The Order: 1886 puts frenetic run-and-gun cover-based shooter action on the gritty streets of a Steampunk London
Ten minutes isn't a very long time in shooter. With action hurling itself fast and frenetically at the player, entire set-pieces can feel like they run seconds. It's hard to glean any lasting impressions over many of a game's subtleties. You come away with a couple of notes on the characters and weapons, but there's no overriding sense of a game's narrative.

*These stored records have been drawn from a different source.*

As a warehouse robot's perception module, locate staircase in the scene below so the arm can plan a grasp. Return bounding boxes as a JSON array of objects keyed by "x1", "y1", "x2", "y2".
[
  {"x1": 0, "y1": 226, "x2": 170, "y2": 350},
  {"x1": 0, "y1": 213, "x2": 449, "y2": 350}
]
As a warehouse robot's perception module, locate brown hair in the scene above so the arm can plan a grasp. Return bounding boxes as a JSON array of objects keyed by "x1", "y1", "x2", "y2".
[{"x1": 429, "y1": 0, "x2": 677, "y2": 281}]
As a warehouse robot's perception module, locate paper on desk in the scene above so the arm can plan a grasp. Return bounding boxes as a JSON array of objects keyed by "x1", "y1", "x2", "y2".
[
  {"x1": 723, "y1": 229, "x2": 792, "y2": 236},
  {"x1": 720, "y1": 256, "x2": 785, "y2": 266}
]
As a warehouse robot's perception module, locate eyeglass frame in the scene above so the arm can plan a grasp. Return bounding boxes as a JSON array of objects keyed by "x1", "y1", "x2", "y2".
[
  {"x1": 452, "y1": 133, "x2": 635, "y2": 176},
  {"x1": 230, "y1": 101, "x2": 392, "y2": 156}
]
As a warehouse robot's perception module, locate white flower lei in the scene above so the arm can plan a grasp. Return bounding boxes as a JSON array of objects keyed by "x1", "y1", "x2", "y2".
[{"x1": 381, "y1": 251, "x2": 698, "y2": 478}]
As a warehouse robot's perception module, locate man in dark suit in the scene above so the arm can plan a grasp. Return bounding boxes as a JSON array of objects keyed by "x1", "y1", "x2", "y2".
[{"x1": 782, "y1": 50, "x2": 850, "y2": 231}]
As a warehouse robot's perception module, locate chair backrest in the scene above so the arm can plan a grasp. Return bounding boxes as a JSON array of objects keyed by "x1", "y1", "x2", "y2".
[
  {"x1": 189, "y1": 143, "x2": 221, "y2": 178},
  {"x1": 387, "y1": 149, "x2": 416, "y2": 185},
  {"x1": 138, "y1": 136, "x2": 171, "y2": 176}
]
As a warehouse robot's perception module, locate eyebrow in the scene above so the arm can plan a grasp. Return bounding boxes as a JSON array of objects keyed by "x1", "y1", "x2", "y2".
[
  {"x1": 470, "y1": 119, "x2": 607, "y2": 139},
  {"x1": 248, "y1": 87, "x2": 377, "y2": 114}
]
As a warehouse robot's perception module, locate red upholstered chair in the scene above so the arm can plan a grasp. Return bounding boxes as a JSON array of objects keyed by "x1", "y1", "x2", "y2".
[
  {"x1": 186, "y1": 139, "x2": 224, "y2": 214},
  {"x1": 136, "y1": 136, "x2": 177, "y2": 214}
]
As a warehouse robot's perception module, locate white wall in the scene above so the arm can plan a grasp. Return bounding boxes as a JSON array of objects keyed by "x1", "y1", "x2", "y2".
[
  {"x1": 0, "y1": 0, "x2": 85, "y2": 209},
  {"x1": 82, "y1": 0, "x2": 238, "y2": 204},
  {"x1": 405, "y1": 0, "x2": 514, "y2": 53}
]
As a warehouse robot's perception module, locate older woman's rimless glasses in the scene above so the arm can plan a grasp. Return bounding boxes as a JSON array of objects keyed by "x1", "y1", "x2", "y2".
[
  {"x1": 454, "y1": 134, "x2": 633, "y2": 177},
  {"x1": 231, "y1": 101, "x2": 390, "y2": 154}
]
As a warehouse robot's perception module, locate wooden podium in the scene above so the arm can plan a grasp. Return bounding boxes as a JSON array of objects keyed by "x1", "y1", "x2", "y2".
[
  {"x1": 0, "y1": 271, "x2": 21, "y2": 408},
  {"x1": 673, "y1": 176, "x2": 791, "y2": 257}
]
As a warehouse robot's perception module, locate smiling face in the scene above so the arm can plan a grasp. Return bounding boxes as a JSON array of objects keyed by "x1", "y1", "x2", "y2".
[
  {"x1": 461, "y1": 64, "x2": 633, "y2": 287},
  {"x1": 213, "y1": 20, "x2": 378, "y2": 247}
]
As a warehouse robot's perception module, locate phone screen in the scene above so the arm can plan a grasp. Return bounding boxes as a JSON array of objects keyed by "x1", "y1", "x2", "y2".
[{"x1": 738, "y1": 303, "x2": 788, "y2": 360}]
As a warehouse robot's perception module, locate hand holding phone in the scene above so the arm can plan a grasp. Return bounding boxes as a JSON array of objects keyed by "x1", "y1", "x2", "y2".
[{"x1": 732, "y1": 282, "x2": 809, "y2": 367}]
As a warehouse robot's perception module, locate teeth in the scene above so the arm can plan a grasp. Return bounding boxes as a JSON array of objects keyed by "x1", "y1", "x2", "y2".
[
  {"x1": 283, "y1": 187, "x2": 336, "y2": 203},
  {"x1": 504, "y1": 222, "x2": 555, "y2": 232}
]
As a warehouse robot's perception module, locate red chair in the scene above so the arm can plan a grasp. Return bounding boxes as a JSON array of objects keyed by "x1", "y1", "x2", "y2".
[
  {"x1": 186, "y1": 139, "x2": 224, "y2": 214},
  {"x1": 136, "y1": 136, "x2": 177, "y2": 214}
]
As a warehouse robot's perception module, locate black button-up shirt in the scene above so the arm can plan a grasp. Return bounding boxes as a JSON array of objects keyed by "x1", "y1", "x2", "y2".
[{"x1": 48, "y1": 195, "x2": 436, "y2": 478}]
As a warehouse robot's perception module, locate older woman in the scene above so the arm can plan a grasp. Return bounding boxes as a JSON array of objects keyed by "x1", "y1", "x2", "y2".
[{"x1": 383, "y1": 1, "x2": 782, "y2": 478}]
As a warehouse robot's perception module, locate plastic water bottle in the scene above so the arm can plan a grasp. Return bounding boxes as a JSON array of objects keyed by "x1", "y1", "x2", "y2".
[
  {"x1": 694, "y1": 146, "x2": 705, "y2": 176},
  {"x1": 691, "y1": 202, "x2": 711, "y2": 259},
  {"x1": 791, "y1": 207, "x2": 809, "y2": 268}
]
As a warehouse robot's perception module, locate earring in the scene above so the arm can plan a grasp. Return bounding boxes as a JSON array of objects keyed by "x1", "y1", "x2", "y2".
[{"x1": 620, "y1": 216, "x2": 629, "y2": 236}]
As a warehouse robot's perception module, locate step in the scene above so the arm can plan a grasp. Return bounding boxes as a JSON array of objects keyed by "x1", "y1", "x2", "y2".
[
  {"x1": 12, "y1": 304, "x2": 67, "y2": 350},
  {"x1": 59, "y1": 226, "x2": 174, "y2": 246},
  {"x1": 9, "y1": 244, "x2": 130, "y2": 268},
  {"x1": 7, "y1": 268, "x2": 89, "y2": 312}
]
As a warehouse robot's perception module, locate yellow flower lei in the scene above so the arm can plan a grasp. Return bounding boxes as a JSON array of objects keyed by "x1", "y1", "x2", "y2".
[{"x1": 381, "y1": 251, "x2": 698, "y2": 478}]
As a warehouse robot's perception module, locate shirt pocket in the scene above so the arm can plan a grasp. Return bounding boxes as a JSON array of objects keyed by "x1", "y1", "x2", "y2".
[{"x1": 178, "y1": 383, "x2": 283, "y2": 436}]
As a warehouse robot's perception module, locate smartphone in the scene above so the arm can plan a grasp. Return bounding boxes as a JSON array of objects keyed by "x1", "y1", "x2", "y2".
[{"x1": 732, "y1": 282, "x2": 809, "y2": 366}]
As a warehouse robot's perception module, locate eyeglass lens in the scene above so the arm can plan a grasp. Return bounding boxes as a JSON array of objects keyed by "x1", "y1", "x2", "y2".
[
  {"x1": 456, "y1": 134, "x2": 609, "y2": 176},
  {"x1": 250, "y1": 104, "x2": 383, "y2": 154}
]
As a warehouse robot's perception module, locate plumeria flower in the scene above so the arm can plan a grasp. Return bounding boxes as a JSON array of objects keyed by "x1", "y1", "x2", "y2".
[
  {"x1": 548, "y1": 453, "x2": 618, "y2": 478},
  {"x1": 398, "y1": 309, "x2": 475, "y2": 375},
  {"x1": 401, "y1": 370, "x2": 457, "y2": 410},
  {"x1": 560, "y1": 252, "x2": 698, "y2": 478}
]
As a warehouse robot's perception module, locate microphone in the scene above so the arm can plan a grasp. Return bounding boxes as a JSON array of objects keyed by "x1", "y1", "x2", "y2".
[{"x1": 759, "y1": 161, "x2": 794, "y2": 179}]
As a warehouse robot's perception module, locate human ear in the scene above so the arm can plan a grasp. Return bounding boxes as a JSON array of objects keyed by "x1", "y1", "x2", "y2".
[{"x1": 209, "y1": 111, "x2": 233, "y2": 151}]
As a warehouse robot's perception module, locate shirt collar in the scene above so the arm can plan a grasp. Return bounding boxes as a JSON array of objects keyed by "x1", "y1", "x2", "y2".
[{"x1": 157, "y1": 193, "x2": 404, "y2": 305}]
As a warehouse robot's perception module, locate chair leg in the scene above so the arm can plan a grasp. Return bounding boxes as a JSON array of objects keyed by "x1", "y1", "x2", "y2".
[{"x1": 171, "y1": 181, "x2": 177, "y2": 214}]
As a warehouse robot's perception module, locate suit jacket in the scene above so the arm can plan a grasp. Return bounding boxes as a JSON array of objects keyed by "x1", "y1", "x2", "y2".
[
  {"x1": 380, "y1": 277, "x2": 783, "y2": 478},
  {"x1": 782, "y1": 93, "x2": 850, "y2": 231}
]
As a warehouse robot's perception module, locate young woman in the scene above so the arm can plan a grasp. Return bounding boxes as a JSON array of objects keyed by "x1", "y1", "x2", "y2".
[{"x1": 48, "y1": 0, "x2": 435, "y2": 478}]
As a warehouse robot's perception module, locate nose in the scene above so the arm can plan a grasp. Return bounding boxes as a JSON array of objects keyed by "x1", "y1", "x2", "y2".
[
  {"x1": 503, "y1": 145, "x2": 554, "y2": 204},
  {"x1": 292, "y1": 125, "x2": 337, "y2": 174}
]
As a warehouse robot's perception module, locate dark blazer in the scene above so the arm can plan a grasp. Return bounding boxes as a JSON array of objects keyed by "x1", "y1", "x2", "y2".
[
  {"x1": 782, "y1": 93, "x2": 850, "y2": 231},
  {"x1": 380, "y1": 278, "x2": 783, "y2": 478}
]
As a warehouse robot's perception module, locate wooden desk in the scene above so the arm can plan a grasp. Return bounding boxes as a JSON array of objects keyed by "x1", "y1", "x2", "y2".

At least in the case of The Order: 1886, the ten minutes T3 was afforded hinted at a rich backdrop. Set in a Steampunk Victorian London, this PS3 exclusive Third Person Shooter tells the story of a group of Knights armed to the teeth with clockwork weaponry fighting a war for control of the streets. The back story we're given before heading into the action is that there's a rebellion being staged in the East End by the poor and the downtrodden. The Order is responding to one of their number who has been pinned down in an ambush.
The Order 1886: Gameplay
Right from the get-go it becomes apparent that The Order is a cover-based shooter set very much in the mould of Gears Of War. Players latch onto cover and much of the gameplay is pop-and-shoot based.
The weapon our Knight – whose name, prosaically enough, happened to be Galahad – was using was something called a Thermite Rifle. It's a twin-shot weapon with which the player first coats their targets with aluminium oxide powder and then fires a flame shot that ignites the powder hanging in the air around their enemies, burning them alive.
The Thermite rifle is also rather useful for burning away any wooden cover enemies happen to be hiding behind. We noted that the other members of Galahad's pack were sporting different weapons; there's the Arc Gun, which fires a stream of electricity and a Combo Gun, which seems to be a rifle/shotgun hybrid.
During the firefight, we saw one of the Order use a liquid we were told was called 'Black Water'. According to the developers, not only does this substance have rapid healing properties, it gives the members of the Order a physical edge on their opponents.
The Order 1886: Plot
We also learned that the player characters have the ability to pick up and examine clues and items in their environment. As The Order members took cover from the mob in Whitechapel, Galahad was able to examine a map with several areas highlighted on it. Flipping the map over, we discovered a series of names on the back – some of which were crossed out. Without much background to the scene we were playing through, it was hard to make sense of what we were seeing, but the way Galahad examined this clue was very reminiscent of the detective mechanics in Rockstar's L.A. Noire.
The plot snippets we were able to glean were miniscule. However, we were told one of the reasons The Order were in the East End wasn't just to quell a rebellion. They'd been told that the rebels were getting hold of the same hi-tech ordinance the Order normally carry, which was allowing them to push back against the attempt by the authorities to stop them.
The Order 1886: Verdict
As has been mentioned, The Order: 1886 is hard to judge in terms of its story. The visuals are swoon-worthy and the weapons are fun to use. But the developers are holding back an awful lot and while the mechanics in the game feel solid, The Order: 1886 feels like a game that will live and die on its plot. Here's hoping Ready At Dawn has a bold and interesting yarn to tell…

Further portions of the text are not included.